4. Look on the bright side
Based on results from a study that followed 97,000 women for nearly a decade, optimists are nine percent less likely to develop heart disease and 30 percent less likely to die from it. "Cynical and hostile people tend to have higher heart rates, blood pressure and levels of stress hormones, which can make arteries vulnerable to plaque," says Dr. Nieca Goldberg, medical director of New York University's Women's Heart Program. In one study, people who did this meditation cut their heart disease risk in half: For 20 minutes, twice a day, sit quietly with your eyes closed, allowing your mind to focus and relax.

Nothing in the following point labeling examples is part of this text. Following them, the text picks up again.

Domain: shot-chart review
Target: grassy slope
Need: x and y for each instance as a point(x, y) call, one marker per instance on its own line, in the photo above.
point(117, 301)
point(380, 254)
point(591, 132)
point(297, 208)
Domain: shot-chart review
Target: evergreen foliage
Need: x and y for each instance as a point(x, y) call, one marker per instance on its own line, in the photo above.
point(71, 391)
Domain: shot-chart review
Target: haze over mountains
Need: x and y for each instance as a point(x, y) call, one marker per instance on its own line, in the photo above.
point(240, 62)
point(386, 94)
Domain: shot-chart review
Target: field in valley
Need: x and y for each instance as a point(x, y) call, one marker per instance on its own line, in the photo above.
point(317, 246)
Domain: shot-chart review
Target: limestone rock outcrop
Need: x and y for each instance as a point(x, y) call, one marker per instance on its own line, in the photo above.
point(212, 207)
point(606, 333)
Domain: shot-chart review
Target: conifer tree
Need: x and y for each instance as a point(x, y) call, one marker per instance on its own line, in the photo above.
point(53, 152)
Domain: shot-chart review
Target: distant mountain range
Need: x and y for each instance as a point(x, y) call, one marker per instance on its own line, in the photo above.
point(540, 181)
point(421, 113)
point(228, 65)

5. Take your blood pressure at home
Forget fancy screening tests. If you have high blood pressure, checking your blood pressure at home can be an accurate way to keep tabs on your heart, the AHA reports. Blood pressure readings can sometimes register low or high during doctor's visits—a phenomenon known as "white coat hypertension"—so monitoring your blood pressure in the comfort of your home may actually give your doctor a better gauge of your levels. But don't think you can avoid the M.D. altogether. "Home monitoring doesn't replace office monitoring," says Dr. Goldberg. "But it adds to the information your doctor needs to decide if you need treatment." If your doctor green lights home monitoring, choose a machine with a cuff that goes around your upper arm and inflates electronically—it gives the most reliable reading—and have him or her check the device's accuracy and show you how to use it. Visit dableducational.org for a list of recommended monitors ranging from $50 to $100.

6. Snuff out cigarettes
If you're among the more than 43 million Americans who light up, maybe the latest stats will change your mind: Smoking up to three cigarettes per day boosts the risk of dying from cardiovascular disease by 64 percent. Smoking 8 to 12 cigarettes ups it by 79 percent. Plus, breathing moderate to high levels of secondhand smoke or air pollution raises risk by 20 to 30 percent. There's no other way to put it: "Smoking and secondhand smoke are bad for you," stresses Dr. Russell Luepker, an AHA spokesperson. The chemicals in them cause blood to clot more easily and make the heart beat more rapidly. While there's not much you can do about air pollution, you can toss your cigarettes and minimize your exposure to secondhand smoke. Need more proof? Mississippi researchers recently reported a 27 percent decrease in heart attacks in a town that banned smoking in public places in 2006.